O suposto milagre reverberou por todo o estado do Ceará chegando aos ouvidos do bispo dom Joaquim que, imediatamente, determinou a formação de uma comissão, formada por dois padres para que fosse procedida uma investigação sobre a veracidade do caso. Numa primeira, análise, a comissão atestou ser verdadeira a transformação da hóstia em sangue. Todavia, não convencida a autoridade eclesiástica, determinou esta uma nova análise com a incumbência de que fosse desmontada o que acreditava ser uma farsa. Assim foi feito e, na segunda investigação, a comissão optou por determinar inverídico o milagre do Juazeiro. Por conta disso, um religioso francês, padre Pierre-Auguste Chevalier, da Diocese de Fortaleza, teceu o seguinte comentário: “Nosso senhor não iria deixar a Europa para fazer milagres no Brasil”.
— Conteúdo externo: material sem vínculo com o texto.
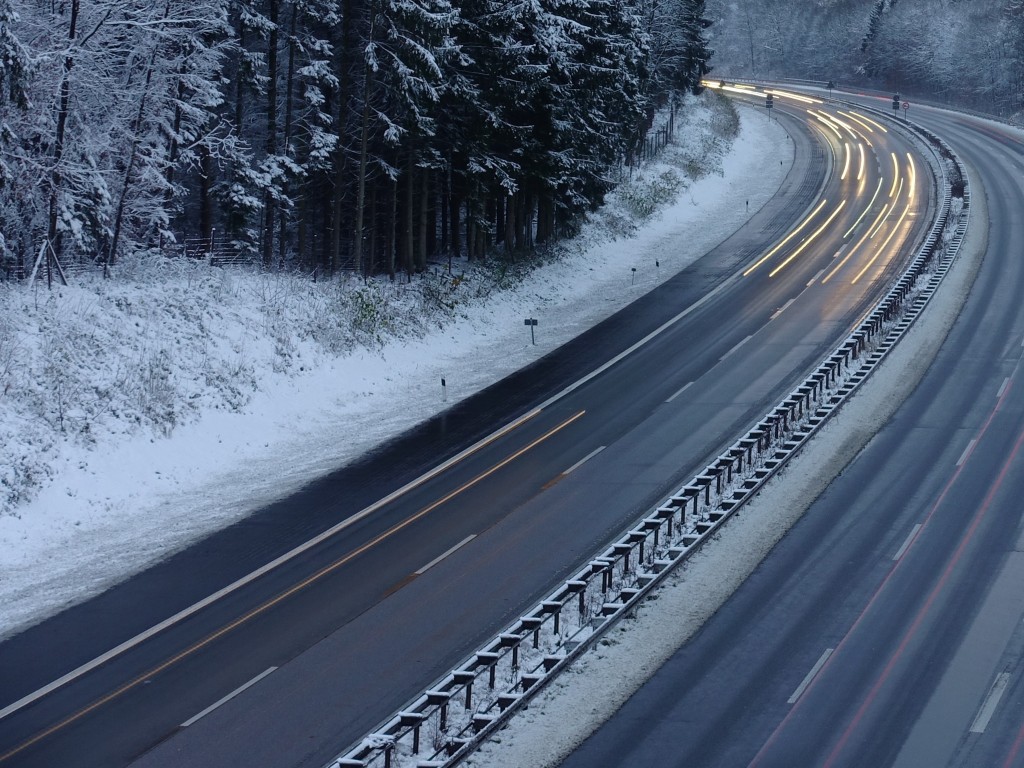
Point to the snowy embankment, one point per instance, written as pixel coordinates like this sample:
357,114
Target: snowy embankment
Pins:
577,704
138,414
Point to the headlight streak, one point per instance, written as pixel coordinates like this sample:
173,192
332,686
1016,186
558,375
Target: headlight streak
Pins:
822,120
892,189
788,237
833,121
736,89
869,204
860,242
878,253
856,115
795,96
810,239
845,125
856,120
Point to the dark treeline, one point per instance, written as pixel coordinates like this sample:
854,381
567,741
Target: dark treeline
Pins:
364,134
964,52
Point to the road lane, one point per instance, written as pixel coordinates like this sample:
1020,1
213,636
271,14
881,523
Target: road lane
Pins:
643,457
900,585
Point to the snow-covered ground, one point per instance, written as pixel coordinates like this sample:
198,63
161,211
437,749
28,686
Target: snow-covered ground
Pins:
577,702
180,397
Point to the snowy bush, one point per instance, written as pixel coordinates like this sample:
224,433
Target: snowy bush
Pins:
168,339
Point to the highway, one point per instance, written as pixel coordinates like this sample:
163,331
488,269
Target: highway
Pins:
886,628
423,550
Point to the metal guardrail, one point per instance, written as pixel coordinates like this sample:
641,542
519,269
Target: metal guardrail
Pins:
444,723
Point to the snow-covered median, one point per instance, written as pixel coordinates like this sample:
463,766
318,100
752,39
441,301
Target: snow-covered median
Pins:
180,398
576,705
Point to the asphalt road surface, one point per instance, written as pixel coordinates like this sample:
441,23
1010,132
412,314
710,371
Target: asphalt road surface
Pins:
886,628
422,551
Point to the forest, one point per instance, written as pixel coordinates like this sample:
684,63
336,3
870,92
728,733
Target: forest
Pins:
968,53
360,135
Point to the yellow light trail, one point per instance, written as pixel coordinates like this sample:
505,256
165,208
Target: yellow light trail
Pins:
859,243
880,223
856,120
830,120
867,119
869,204
795,96
913,177
790,237
736,89
269,603
821,120
883,246
841,122
810,239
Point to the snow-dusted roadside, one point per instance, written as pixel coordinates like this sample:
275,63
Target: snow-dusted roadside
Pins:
112,510
576,705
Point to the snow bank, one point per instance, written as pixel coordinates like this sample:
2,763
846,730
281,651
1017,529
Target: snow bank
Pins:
576,705
179,398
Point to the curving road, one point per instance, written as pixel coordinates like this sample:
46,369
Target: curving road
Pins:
887,628
295,663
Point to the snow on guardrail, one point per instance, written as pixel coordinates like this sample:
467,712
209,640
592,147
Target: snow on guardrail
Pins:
450,719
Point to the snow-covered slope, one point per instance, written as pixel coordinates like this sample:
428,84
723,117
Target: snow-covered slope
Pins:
176,398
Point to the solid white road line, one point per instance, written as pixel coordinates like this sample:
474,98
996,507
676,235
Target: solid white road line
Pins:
141,637
967,452
586,459
226,698
906,545
782,308
441,556
735,347
680,391
810,676
991,701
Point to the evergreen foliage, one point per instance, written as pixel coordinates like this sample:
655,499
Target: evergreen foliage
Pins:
371,135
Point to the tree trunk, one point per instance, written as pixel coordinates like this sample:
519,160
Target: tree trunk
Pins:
392,226
58,138
289,96
360,196
205,193
271,129
421,251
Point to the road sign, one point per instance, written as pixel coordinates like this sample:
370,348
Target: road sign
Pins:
530,322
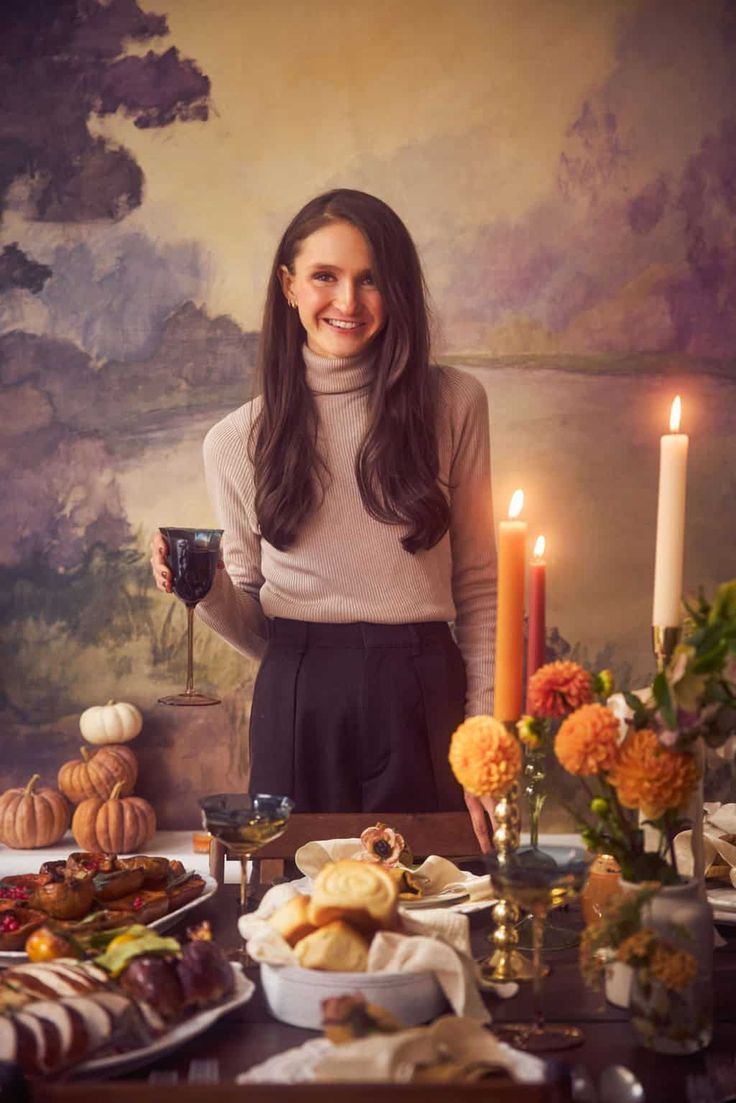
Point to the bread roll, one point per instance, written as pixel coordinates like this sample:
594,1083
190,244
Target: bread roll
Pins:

Em face do resultado das novas investigações que vieram a seu contento, o bispo do Ceará, animado pelo eurocentrismo do auxiliar francês e diante da discordância do padre Cícero em face do veredicto da Comissão, dom Joaquim José Vieira suspendeu o padre Cícero das ordens sacerdotais, proibindo-o de celebrar missas e de oficiar quaisquer sacramentos. Suspenso, padre Cícero se afastou por algum tempo de sua capela em Juazeiro e foi passar uns dias na cidade de Salgueiro/PE, na casa de um sobrinho da “coronela” cearense, dona Fideralina Augusto. Tempos depois, o padre retornou ao Juazeiro e, mesmo proibido, passou a casar e batizar, além de fazer sermões particulares em frente à sua residência, o que atraía centenas de fiéis. Por conta do “milagre”, das pregações e da influência política do padre Cícero, Juazeiro passou por uma onda de progresso e logo se transformou numa vila bastante próspera, chegando a superar - em tamanho e população – a sede do município, Crato. Em 1911 o antigo arruado do Juazeiro se tornou cidade e teve como seu primeiro prefeito o padre Cícero Romão Batista.
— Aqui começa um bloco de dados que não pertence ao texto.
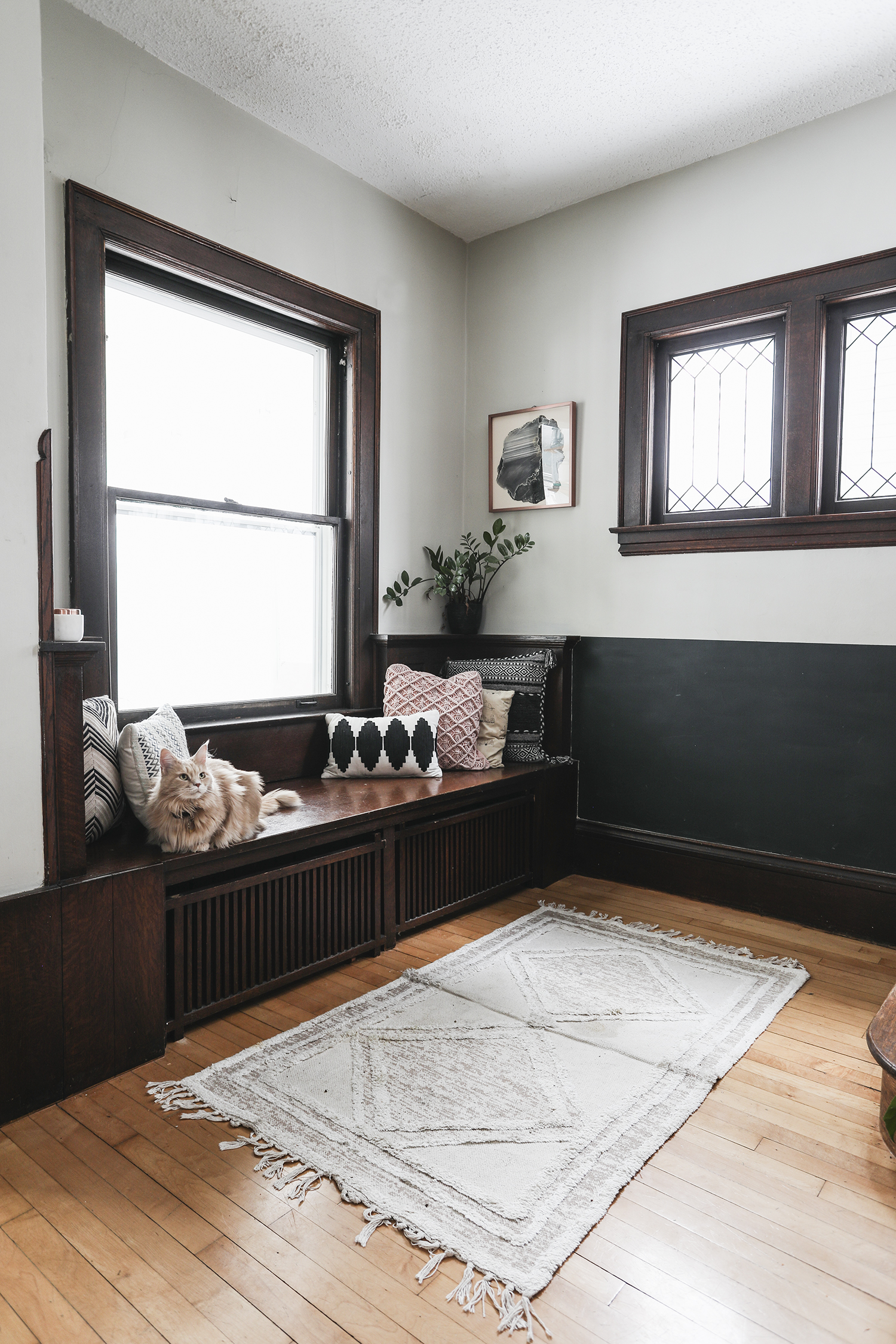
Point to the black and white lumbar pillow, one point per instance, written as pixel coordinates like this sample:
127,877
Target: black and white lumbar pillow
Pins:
398,745
104,794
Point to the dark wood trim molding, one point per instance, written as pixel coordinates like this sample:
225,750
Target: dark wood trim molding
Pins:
824,895
45,632
805,533
96,223
803,299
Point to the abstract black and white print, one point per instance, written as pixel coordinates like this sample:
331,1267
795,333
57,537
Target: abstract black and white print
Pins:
397,745
532,459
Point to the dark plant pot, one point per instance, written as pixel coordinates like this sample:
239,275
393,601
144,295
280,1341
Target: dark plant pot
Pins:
464,617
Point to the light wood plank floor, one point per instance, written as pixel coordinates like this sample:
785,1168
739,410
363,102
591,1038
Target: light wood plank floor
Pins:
770,1216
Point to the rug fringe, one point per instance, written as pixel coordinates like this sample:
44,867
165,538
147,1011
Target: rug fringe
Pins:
284,1170
692,940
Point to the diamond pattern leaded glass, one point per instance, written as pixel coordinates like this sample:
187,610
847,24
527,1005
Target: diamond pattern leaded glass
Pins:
868,432
720,428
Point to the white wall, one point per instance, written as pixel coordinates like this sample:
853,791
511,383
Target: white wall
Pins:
543,326
122,122
23,397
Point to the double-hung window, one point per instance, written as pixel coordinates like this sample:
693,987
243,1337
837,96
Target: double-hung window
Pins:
762,417
223,474
223,545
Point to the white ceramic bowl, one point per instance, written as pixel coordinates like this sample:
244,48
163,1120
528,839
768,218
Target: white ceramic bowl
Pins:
70,628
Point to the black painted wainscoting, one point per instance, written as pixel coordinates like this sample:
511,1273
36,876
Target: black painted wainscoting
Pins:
759,776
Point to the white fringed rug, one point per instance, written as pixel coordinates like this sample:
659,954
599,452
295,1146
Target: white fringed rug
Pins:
493,1104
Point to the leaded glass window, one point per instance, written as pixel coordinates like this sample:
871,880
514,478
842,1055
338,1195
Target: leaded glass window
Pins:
868,429
718,422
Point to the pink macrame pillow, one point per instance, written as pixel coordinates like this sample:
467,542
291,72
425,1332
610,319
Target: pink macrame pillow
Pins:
460,703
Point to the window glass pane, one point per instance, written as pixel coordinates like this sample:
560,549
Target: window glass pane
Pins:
868,433
218,608
720,428
211,406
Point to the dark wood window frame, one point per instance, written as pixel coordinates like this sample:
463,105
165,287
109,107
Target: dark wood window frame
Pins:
94,225
809,302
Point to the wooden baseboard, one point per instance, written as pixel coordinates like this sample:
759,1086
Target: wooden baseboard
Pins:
824,895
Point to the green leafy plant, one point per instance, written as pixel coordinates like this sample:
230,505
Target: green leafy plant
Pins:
467,576
889,1120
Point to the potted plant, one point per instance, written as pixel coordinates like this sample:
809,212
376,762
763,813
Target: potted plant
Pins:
465,577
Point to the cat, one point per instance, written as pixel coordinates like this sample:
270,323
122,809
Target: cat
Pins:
204,804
Insatisfeito com as punições impostas, o padre Cícero resolveu ir a Roma, tratar diretamente com o Papa. Chegando na Cidade Eterna, o padre cearense hospedou-se num colégio de freiras aguardando ser recebido pelo chefe da Igreja Católica, o papa Leão XIII. Não conseguindo esse desiderato, foi examinado pelo Tribunal do Santo Ofício, que remeteu ao Papa um Relatório de todo o caso em tela. Enquanto isso, Cícero ficou no aguardo da decisão papal, o que só veio quando ele já retornara ao Juazeiro. Sem muita surpresa, o padre recebeu a sentença do Sumo Pontífice que confirmava o que havia sido determinado pelo bispo de Fortaleza. Afastado em definitivo de suas obrigações de sacerdote e sem esperançada absolvição, Cícero adentrou de vez no mundo da política quando, em 1914, aliou-se ao governador deposto do Ceará, Nogueira Aciolly e lutou no episódio conhecido como “Sedição de Juazeiro” no qual derrotou a polícia cearense do então governador Franco Rabelo, o que proporcionou a recondução do seu amigo Nogueira Aciolly ao cargo de governador do Estado.
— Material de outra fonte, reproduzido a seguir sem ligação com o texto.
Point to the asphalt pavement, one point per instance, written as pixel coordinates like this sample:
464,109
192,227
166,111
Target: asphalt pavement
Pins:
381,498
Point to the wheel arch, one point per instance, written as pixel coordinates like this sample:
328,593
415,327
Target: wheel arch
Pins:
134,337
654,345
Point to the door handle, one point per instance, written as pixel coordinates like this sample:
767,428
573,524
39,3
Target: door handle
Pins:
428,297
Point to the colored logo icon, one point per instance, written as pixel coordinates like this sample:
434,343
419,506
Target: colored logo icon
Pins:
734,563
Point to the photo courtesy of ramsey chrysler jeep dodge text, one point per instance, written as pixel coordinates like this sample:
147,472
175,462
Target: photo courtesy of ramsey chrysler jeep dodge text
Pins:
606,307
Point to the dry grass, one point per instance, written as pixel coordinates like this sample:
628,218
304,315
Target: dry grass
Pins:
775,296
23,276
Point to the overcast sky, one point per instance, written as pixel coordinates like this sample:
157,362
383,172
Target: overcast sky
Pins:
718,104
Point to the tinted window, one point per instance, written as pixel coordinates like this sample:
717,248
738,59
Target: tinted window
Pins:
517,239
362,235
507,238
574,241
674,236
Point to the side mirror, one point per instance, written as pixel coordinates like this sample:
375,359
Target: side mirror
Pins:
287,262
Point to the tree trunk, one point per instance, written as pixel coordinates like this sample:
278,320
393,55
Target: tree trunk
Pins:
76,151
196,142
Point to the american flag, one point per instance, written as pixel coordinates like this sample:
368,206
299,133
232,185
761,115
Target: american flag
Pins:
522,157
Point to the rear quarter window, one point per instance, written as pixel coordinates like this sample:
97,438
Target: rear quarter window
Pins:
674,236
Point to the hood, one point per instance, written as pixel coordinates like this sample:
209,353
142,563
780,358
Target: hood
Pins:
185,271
A reconciliação do padre Cícero com a Igreja de Roma só veio a acontecer em 2015 quando o papa Francisco aceitou a abertura do processo de beatificação do sacerdote cearense. A partir daí, Cícero passou a ser considerado um “Servo de Deus” a caminho da reabilitação que poderá leva-lo a ser um dia Beato e até ser canonizado Santo da Igreja que lhe excomungou. Desde então, a imagem do “Padim Ciço” teve a permissão de ser exibida nas Igrejas da religião Católica. Na verdade, para o povo do Juazeiro e de quase todo o Nordeste brasileiro, o padre Cícero já é considerado um Santo; mesmo porque, sem a anuência do Vaticano, mas com a aclamação dos devotos, Cícero já é, há muito tempo, considerado um santo popular consagrado pelos fiéis, porém não reconhecido (ainda) pela Igreja que, por heresia, lhe condenou um dia. Nesse caso, a infalibilidade do papa Francisco tem sido muito mais benéfica à fé nordestina – quando reabilita o padre Cícero - do que a falível decisão do papa Leão XIII quando ratificou sua excomunhão. Malgrado a hipócrita incoerência, sem comentários, afinal, Roma locuta est, causa finita est.